Depuis une quinzaine d'années, Jeannette Brin est restauratrice de tableaux en Haute-Vienne. Diplômée d’une école parisienne, elle travaille pour les particuliers, les antiquaires et les collectivités territoriales. Portrait.
Dans la pénombre, à l’aide d’une lampe à rayons ultraviolets, Jeannette Brin inspecte minutieusement un tableau détérioré. Avec ses mains gantées, elle effleure délicatement la toile pour y percevoir des détails pouvant l'aider dans son enquête. Son œil avisé parvient à extirper quelques informations du fond des âges. "Je vois que quelqu'un d'autre, une autre main, a apporté à ce tableau, indique-t-elle. Je vois très clairement des petits traits mais aussi des grosses tâches qui ne sont pas d'origine."
Cette analyse ne représente que la première étape d'une longue chaîne de travail. Un travail constitué de patience et de passion : Jeannette Brin est restauratrice d'œuvres d'art en Haute-Vienne. Depuis une quinzaine d'années, elle remet en état des peintures et en assure la conservation. Diplômée d'une école parisienne, cette Allemande d'origine répond aux demandes de particuliers, antiquaires et collectivités territoriales. Aujourd'hui, sa réputation dépasse largement les frontières de Nouvelle-Aquitaine.
Son atelier situé à Bosmie-l'Aiguille ressemble à une réserve de musée. Des dizaines de toiles s'accumulent. Ici, un portrait en provenance d'Australie. Là, un tableau de Juliette tombant dans les bras de Roméo. Un peu plus loin, un paysage immense, plus grand que Jeannette, attend que celle-ci lui offre une seconde jeunesse.
"Les fibres de jute sont extrêmement cassantes, se brisent toutes seules", commente la restauratrice. Pour illustrer son explication, elle tire doucement quelques fils drus qui jaillissent de la toile en épis. "Il va falloir que je les consolide, poursuit-elle. C'est un tableau qui est arrivé d'une collection privée du Limousin. Il a été fixé dans le mur. C'est une difficulté pour moi car le mur est resté collé sur le revers. Ses propriétaires en ont fait don à la ville de Saint-Junien."
Des icônes religieuses... aux scènes plus frivoles
Régénération de vernis, enlèvement de repeint par voie chimique ou mécanique, pose de protection, greffe de toiles pour renforcer des déchirures, traitements antibactériens, comblement des écaillages... Des dizaines de techniques doivent être maîtrisées pour convenir aux différents besoins des œuvres d'art et réparer les ravages du temps. Parfois, restaurer signifie également prendre le pinceau : cela demande d'appliquer une maigre sous-couche de peinture ou de réintégrer certaines couleurs manquantes.

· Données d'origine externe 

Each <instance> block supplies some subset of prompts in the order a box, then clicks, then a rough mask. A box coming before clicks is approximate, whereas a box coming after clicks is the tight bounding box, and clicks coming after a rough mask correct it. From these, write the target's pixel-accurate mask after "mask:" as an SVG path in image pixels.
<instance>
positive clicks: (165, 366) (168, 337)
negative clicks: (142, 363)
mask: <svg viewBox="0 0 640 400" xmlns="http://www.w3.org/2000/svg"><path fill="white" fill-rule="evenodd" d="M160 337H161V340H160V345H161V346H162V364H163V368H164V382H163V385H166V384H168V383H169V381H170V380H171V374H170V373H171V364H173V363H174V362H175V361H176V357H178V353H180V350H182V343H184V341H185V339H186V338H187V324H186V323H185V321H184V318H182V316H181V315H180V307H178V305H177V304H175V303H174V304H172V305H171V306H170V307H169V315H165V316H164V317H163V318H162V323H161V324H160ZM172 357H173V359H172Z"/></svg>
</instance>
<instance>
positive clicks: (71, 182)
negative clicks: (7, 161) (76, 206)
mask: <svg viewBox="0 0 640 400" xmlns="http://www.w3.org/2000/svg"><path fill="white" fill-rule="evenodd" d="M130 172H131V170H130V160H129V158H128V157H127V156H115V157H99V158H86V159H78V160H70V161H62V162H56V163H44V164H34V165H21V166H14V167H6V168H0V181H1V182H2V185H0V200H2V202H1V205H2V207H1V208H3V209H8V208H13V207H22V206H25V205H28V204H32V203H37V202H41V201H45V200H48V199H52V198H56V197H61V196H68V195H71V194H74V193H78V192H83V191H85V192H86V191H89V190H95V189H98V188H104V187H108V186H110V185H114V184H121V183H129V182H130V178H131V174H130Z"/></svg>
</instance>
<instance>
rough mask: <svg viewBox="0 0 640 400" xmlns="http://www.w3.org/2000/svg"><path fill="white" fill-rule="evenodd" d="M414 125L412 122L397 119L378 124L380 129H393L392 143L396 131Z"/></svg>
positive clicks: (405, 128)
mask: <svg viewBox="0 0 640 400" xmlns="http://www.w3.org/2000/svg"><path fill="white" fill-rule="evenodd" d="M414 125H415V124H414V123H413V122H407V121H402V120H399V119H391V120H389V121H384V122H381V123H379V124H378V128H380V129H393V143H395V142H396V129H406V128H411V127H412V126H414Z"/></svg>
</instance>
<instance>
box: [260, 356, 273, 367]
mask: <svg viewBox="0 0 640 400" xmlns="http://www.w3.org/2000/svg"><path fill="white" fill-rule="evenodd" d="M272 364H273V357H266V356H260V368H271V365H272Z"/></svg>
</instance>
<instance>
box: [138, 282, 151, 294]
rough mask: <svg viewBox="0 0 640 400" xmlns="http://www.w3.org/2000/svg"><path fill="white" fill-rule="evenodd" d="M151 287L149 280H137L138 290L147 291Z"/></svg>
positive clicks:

Des icônes religieuses aux scènes orientalistes plus familiales, Jeannette Brin déambule à travers le temps, la matière et la palette chromatique. Si son savoir-faire consiste à ressusciter le passé, pour elle, il s'agit avant tout de penser à l'avenir : "Le but d'une restauration, c'est de sauvegarder une œuvre que quelqu'un d'autre a créée, pour qu'elle soit lisible dans le futur."